Никита виновато потупился.

– Ну, не совсем вода. Я вообще в биологии не очень разбираюсь… Так, на уровне школьного курса… Но напиваются они впрок, это точно. А потом долго могут не пить. Недели две точно.

– Ладно, – примирительно произнес Серёжка. – Не похож ты на верблюда.

– А на человека, который против России, похож?

– Ну… – пионер замялся. Злость как-то незаметно ушла, рассосалась, испарилась, и он уже не мог кидать в лицо Никите обидные слова. Но и соглашаться с ним тоже не мог.

– Ну вот смотри, – пауза затянулась, и Никите ничего не оставалось, кроме как брать инициативу в свои руки. – Если бы я был против России, то стал бы её представлять на соревнованиях?

– Нет, наверное, – осторожно ответил Серёжка. – А ты разве выступал за Россию?

– Ага. На всемирной олимпиаде по физике в младшем возрасте.

– А что такое "олимпиада по физике"?

– У вас даже этого нет? – глаза у Никиты расширились до такого размера, что прикрыть их, наверное, смогло бы далеко не каждое блюдце. Удивление было столь искренним, что Серёжка не мог не пояснить.

– У нас олимпиады спортивные. А физика это же не спорт.

– Ну и что? Принцип остается тот же самый: кто быстрее и правильнее решит определенные задачи.

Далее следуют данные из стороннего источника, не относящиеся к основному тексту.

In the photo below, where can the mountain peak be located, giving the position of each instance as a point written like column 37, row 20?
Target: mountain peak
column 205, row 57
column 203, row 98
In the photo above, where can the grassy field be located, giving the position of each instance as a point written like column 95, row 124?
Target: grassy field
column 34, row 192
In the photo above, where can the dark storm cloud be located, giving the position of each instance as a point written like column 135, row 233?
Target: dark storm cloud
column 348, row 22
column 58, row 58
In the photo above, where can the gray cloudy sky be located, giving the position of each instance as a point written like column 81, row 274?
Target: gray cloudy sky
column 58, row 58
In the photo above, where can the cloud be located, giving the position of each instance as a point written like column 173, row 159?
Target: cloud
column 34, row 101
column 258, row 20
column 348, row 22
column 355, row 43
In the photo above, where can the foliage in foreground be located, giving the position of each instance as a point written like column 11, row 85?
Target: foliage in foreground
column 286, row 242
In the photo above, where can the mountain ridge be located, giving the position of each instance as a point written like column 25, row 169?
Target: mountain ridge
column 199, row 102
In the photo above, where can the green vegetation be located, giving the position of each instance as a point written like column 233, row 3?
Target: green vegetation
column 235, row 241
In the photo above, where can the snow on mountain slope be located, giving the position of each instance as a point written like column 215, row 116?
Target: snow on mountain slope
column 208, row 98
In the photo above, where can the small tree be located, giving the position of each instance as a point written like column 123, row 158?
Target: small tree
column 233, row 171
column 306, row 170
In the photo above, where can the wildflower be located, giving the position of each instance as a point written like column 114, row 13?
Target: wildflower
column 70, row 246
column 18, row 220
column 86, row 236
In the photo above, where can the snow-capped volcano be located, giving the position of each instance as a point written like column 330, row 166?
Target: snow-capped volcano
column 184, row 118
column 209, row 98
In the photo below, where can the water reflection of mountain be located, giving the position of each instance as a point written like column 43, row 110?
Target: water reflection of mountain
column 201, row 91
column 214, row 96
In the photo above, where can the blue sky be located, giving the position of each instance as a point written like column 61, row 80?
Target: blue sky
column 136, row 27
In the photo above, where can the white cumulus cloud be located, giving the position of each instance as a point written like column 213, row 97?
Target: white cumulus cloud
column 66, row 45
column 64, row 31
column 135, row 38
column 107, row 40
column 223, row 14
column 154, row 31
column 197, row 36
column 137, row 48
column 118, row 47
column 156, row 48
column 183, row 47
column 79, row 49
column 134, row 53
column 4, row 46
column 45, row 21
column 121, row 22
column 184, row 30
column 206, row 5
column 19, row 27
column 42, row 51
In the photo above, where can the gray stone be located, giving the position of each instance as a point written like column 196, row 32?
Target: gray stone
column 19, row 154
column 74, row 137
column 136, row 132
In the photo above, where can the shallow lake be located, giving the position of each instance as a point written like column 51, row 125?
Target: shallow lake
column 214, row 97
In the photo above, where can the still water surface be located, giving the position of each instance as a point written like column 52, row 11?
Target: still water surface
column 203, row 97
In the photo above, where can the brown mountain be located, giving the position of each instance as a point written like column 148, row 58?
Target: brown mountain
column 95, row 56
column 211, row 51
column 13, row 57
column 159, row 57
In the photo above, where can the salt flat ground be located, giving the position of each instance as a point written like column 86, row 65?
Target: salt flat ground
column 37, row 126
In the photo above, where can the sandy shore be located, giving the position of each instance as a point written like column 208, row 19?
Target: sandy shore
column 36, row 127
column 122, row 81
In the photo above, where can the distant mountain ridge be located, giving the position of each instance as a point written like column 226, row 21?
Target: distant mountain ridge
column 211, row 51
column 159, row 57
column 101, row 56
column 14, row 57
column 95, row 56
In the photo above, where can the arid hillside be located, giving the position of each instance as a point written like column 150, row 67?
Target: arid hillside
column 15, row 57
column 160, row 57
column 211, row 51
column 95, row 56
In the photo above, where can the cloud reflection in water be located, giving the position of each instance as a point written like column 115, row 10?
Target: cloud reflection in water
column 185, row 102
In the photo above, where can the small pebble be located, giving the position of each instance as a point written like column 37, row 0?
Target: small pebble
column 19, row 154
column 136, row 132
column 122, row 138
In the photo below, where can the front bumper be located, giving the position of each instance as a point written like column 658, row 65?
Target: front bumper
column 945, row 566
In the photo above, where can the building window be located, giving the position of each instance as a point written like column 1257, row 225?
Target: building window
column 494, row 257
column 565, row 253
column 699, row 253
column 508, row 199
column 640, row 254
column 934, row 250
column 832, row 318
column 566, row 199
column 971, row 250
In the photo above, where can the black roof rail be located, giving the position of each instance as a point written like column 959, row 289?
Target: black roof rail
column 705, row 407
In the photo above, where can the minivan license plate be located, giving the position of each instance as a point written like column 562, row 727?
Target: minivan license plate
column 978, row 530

– А что важнее: быстрее или правильнее?

– Когда как. Судьи решают. Это как в биатлоне. Слышал про такой спорт?

Серёжка лукаво улыбнулся.

– Слышал немного.

– Немного? Точно? – недоверчиво переспросил Никита. Знал он такие улыбки: сам был на них большим мастером.

– Зимой гонку выиграл на "Яснодольской лыжне", среди пятых-шестых классов, – скромно признался Серёжка.

– Здорово! – с энтузиазмом откликнулся Никита. – А сколько бежали? Трёшку?

Сразу догадавшись, что слово «трёшка» обозначает дистанцию в три километра, пионер возмущенно фыркнул.

– «Трёшку»… Трёшку у нас второклашки бегают. А мы – десятку.

– Фигассе, – Никита повторил картину под названием "Большие глаза". Не намеренно, оно само получилось. А как, скажите, не удивиться, если твой ровесник бежит такую дистанцию, которую в школе-то и десятиклассники не бегают. Три километра – вот школьный максимум. А сам Никита на физкультуре на время бегал только километр.

Нет, конечно, он мог пройти на лыжах и десять километров, и больше, но не время, а просто так, в удовольствие.

– А сколько огневых рубежей?

– Четыре. Там у нас круги были по два километра. После первых четырёх на стрельбище, а после пятого уже всё, финиш.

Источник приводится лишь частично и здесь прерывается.